Visualizing performance coverage | oneillscrossing.com

Regular performance testing of software releases yields a tremendous volume of comparative data that can be plotted to illustrate many trends in release over release performance and coverage. Take the following plot:

release 6
switch DB
release 5
release 4
release 3
release 2
release 1

In this example we have represented 6 release cycles (titled “release n”) and one extended tuning cycle associated with a switch in the primary database platform. The information contained in this plot includes:

Each vertical bar represents the comparison of a set of experiments, the current release versus the value from the previous release’s baseline value.
“Up” gray bars represent relative improvements in throughput of up to 20% (maximum vertical value).
“Down” red bars represent relative decays in throughput of up to 20% (minimum vertical value).
Tan central bards illustrate +/- 1%.
The horizontal length of a test set represents test coverage – the approximate number of workload scenarios tested for a particular release.

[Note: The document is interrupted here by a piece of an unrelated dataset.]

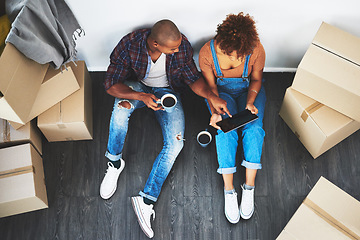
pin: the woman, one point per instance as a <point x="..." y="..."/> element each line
<point x="232" y="64"/>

Some interesting trends can be observed across years of testing. First, a continuous investment in automation yielded steady improvements in the coverage of the product, with new workload scenarios injected into each successive release test cycle that result in an increase in the width of a release micro plot. The use of gray up bars and red down bars allows for a quick assessment of the results from a particular release. Specific components targeted for performance improvements can be seen in blocks of “up” bars, as seen in the latter half of the release 2 series. Negative results can be seen with patches of red areas as in release 4, where a specific change was injected in the product for HA purposes that added latency to a specific transaction, resulting in a corresponding drop in throughput. This was an expected degradation.

This technique can also be used to illustrate the effort leveled against a major tuning exercise like changing the underlying supported database. In this example, “switch DB” represents the lab tuning cycles for a reference workload as different database parameters on the new DB were varied to determine the optimal configuration for the new DB. Eventually positive gains were recorded for this reference workload and the full test set was executed against the configuration (release 6). In this case more workloads were executed against the new DB yielding large areas of relative improvements as well as areas of degradations.

This small graphic summarizes years of test data spanning nearly 1,000 tests and thousands of lab hours.